"¿Dónde nos encontramos?", decía el mensaje de texto de Mili. Acababa de salir de la Ruta 2 y entraba a Mar del Plata por Avenida Constitución. "Te espero en la Rambla, al lado del lobo marino, como en una película de los '70", le contesté. Encontré un hueco para estacionar sobre la calle Buenos Aires -sí, el microcentro marplatense también es un quilombo- y caminé al sol hasta el punto de encuentro.
Un artista callejero tocaba la guitarra y graznaba un tango: "Canta, garganta con arena, tu voz tiene la pena que Malena no cantó". Le tiré una moneda de un mango en el sombrero y casi troté al encuentro de Mili, que sonreía en el exacto lugar que le había indicado, en el cliché de tantas postales, películas de Alberto Olmedo y malas fotos familiares. "Canta, la gente está aplaudiendo", ladraba el guitarrista, "y aunque te estés muriendo, no conocen tu dolor" cuando la abracé a la sombra del lobo marino.

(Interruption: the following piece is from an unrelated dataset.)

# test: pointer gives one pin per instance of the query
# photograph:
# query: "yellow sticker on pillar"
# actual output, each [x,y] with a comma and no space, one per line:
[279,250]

Y ahí estábamos, el héroe y la chica, fundidos en un besazo, en un lugar que es un ícono de la ciudad, con música de Cacho Castaña de fondo.
Por un momento, me quedé esperando a que Armando Bo nos interrumpiera al grito de "¡Corten!". Pero el que interrumpió fue el celular.

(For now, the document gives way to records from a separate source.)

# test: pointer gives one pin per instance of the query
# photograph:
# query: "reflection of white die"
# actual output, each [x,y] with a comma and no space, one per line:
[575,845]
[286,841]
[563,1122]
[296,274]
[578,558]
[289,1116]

- ¡Hola, papá! - gritó Carolina, al otro lado de la línea - ¿Dónde estás?
- Estoy a punto de almorzar en el centro - dudé un segundo, y luego mentí.
- Ah, no... entonces no... quería ver si me podías llevar a casa de Maru, porque mamá dice que no puede, pero estás muy lejos, no te preocupes, pa.
"A punto de almorzar en el centro", había dicho. No era del todo mentira, al fin y al cabo. Era mediodía. Tenía hambre. Y estaba en el centro. Sólo había omitido decir de qué ciudad.
Pero lo que me inquietaba no era la oportuna mentira piadosa. Sino el tomar conciencia, de golpe, de que en algún momento iba a tener que hablarle de Mili a mis hijos.